Stop fighting the stick: auto-trim, without dumbing down the physics
A pilot wrote in: flying felt like a wrestling match — he was forever hauling back on the stick just to keep the plane from mushing out of the sky. He's right, and the fix isn't a worse flight model. It's the one thing every real aircraft has and ours didn't: trim.
Why it was fighting you
Warbirds flies on a proper six-degree-of-freedom model — lift and drag built up from angle of attack, a real stall, pitch and roll damping, the same coefficients the server and your browser both integrate. We're proud of it and we're not about to water it down.
But that model has a consequence most arcade flyers hide: an untrimmed wing only holds its own altitude hands-off at one particular speed, and for these fighters that speed is fast — up around 370 km/h. Fly any slower — which is most of a dogfight — and the wing doesn't make enough lift at its resting angle, so the nose sinks. To stay level you have to hold a constant pull. Forever. That's not difficulty; that's a real airplane without its trim wheel set, and it's exactly the wrestling match the feedback described.
Real pilots don't hold back-pressure for a whole flight. They roll in a little nose-up trim and let go. We just never gave you the wheel.
Auto-trim, and what it doesn't touch
So we added it — and made it automatic. Take your hands off the pitch and the plane eases the nose to where it holds the horizon, and keeps it there. You can look around with the mouse, walk your sights onto a target, or just cruise to the fight without sinking the whole way.
The important part: the physics didn't change at all. Auto-trim doesn't add fake lift or bend the stall — it just supplies the gentle, steady elevator you used to hold yourself, and folds it into your pitch command. The flight model integrates the same number it always did; the only difference is that your hand isn't the thing holding it. Our server-and-browser parity check still passes byte-for-byte, because the model it checks never moved.

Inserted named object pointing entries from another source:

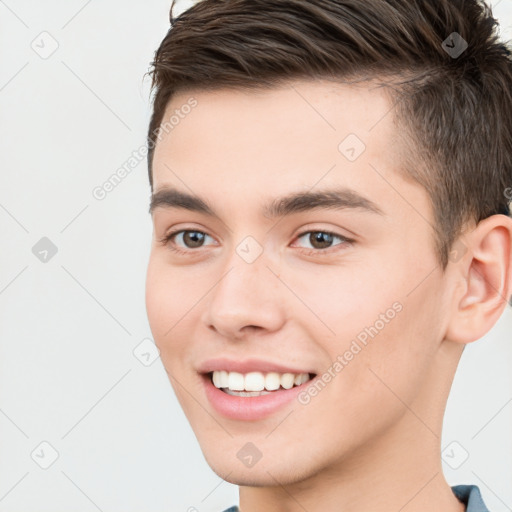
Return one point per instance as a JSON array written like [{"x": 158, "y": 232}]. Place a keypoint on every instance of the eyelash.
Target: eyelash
[{"x": 166, "y": 240}]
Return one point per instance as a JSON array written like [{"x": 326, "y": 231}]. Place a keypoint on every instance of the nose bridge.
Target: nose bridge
[{"x": 247, "y": 294}]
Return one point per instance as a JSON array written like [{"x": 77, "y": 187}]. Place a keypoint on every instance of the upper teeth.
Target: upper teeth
[{"x": 257, "y": 381}]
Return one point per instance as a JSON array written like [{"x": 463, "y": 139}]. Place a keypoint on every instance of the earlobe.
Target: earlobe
[{"x": 487, "y": 274}]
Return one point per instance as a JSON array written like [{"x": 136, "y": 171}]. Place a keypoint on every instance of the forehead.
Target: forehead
[{"x": 261, "y": 143}]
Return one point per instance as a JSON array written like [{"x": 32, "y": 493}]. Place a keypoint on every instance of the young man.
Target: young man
[{"x": 331, "y": 184}]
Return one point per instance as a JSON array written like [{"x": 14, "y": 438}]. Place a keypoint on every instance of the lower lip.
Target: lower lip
[{"x": 249, "y": 408}]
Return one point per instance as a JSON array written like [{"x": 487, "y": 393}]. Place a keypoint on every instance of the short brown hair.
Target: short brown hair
[{"x": 453, "y": 104}]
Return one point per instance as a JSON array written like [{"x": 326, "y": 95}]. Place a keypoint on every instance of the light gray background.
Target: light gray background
[{"x": 68, "y": 327}]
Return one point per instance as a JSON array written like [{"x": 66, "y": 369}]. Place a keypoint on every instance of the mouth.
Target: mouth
[
  {"x": 253, "y": 396},
  {"x": 256, "y": 383}
]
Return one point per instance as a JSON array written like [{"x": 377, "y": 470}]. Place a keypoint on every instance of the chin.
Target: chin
[{"x": 264, "y": 473}]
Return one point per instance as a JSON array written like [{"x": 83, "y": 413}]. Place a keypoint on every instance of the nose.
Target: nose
[{"x": 247, "y": 299}]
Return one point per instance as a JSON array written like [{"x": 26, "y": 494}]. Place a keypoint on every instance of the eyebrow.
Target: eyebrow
[{"x": 332, "y": 199}]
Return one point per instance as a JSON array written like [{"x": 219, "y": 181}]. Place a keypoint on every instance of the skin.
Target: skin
[{"x": 370, "y": 440}]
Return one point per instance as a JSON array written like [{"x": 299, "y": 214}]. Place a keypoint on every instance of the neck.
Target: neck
[{"x": 380, "y": 479}]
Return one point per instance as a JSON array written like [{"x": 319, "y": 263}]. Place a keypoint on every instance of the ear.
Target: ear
[{"x": 484, "y": 279}]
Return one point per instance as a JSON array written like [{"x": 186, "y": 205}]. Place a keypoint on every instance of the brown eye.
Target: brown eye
[
  {"x": 193, "y": 239},
  {"x": 320, "y": 239}
]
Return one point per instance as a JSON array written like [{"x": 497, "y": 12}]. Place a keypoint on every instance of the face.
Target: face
[{"x": 303, "y": 251}]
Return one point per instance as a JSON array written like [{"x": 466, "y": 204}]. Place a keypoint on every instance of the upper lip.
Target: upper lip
[{"x": 246, "y": 366}]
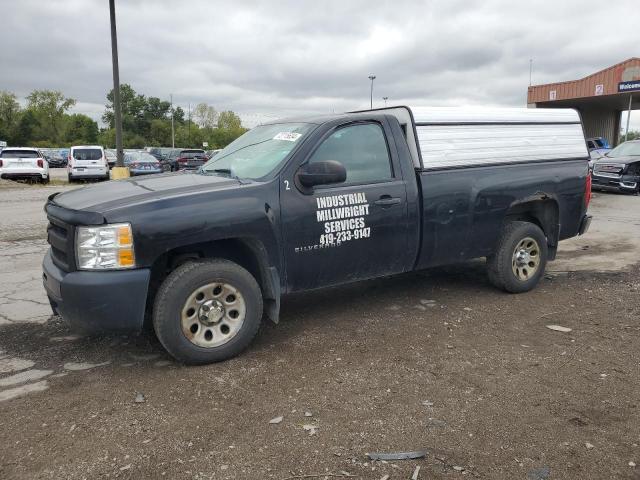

It bows out the instant you take over
The thing we cared most about: trim must never fight you. So its authority fades the moment you ask for something. Pull into a climb, push into a dive, or roll hard into a turn and the assist gets out of the way completely — you have the full stick, the full stall, the full airplane. Ease off and it quietly takes the strain again, holding whatever attitude you left it in. It even rides out a gusty storm round without porpoising. And if you'd rather fly every newton yourself, one tap of T switches it off; the little TRIM strip on your gauges shows you what it's doing either way.
Same honest model underneath. It just stopped making you arm-wrestle it to fly straight.